Et il servit deux flûtes et porta un toast à leur rencontre. Lorsqu'ils se regardèrent pour trinquer, le moment dura un peu plus longtemps qu'il n'aurait dû. Il s'apprétait à se pencher pour l'embrasser quand Vera détourna la conversation et la tête par la même occasion.
_ Vous nous avez vraiment fait une magnifique table. Ca donne faim rien qu'à la regarder.
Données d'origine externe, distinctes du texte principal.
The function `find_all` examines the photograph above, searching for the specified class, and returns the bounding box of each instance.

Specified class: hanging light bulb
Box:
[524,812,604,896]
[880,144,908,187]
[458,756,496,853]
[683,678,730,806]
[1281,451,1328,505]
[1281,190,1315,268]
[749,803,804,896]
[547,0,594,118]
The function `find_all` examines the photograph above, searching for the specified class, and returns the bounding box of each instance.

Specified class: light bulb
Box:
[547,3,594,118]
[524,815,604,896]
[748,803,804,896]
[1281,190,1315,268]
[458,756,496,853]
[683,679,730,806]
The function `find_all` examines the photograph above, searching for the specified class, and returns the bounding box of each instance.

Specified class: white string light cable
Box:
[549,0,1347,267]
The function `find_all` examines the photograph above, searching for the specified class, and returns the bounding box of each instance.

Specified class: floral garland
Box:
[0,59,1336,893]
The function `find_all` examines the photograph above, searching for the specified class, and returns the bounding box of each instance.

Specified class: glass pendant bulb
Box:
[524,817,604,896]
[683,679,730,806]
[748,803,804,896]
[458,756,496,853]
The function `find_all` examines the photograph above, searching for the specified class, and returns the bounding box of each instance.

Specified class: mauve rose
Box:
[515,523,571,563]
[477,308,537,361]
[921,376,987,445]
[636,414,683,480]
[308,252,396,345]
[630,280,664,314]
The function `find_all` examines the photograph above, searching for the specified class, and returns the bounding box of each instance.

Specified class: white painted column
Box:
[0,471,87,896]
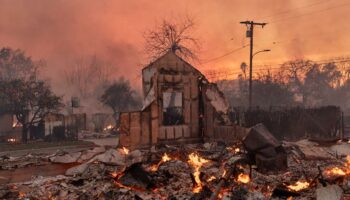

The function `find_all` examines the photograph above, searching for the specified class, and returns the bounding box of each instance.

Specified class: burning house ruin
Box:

Dites, avant que l'on ne passe à table, je ne voudrais pas vous paraître indélicate, mais vous pensez que je pourrais me servir de votre radio pour prévenir mon mari de notre retour ? Il doit être mort d'inquiétude à l'heure qu'il est ! Je suis sûre que toute la police du département doit être à ma recherche. Je l'aurais bien appelé depuis mon portable, mais évidemment je n'ai pas de réseau ici.
A ces mots, le visage de Daniel devint blanc comme un linge. Vera ne remarqua rien. Il fallait qu'il détourne son attention. Tentant le tout pour le tout, il prit son menton et retourna son visage vers le sien, l'enlaça de son bras gauche et l'embrassa fougueusement. Il sentit d'abord le corps de Vera se raidir, comme si elle s'apprétaît à se débattre, puis elle céda et se laissa emporter un instant avant de le repousser doucement.
Elle leva les yeux vers lui, ouvrant la bouche comme pour parler, mais ne sut pas quoi dire. Déchirée entre le feu qui s'était réveillé en elle et l'alliance qui brûlait à son doigt, elle aurait voulu disparaître sur le champ. Elle n'avait cessé d'éprouver un certain trouble en présence de Daniel, même si elle avait voulu l'écarter et le nier. Elle avait beau essayer de s'accrocher au souvenir de Guillaume, l'homme qui la tenait dans ses bras en cet instant l'attirait comme un aimant. Lorsqu'il se pencha sur son visage pour reprendre possession de ses lèvres, elle n'opposa aucune résitance.
_ Mon Dieu je suis perdue ! pensa-t-elle avant de se laisser entraîner dans un tourbillon de baisers.
(à suivre...)

1 commentaire:

Anonyme a dit…

Terribbbbllllllllllllle :-)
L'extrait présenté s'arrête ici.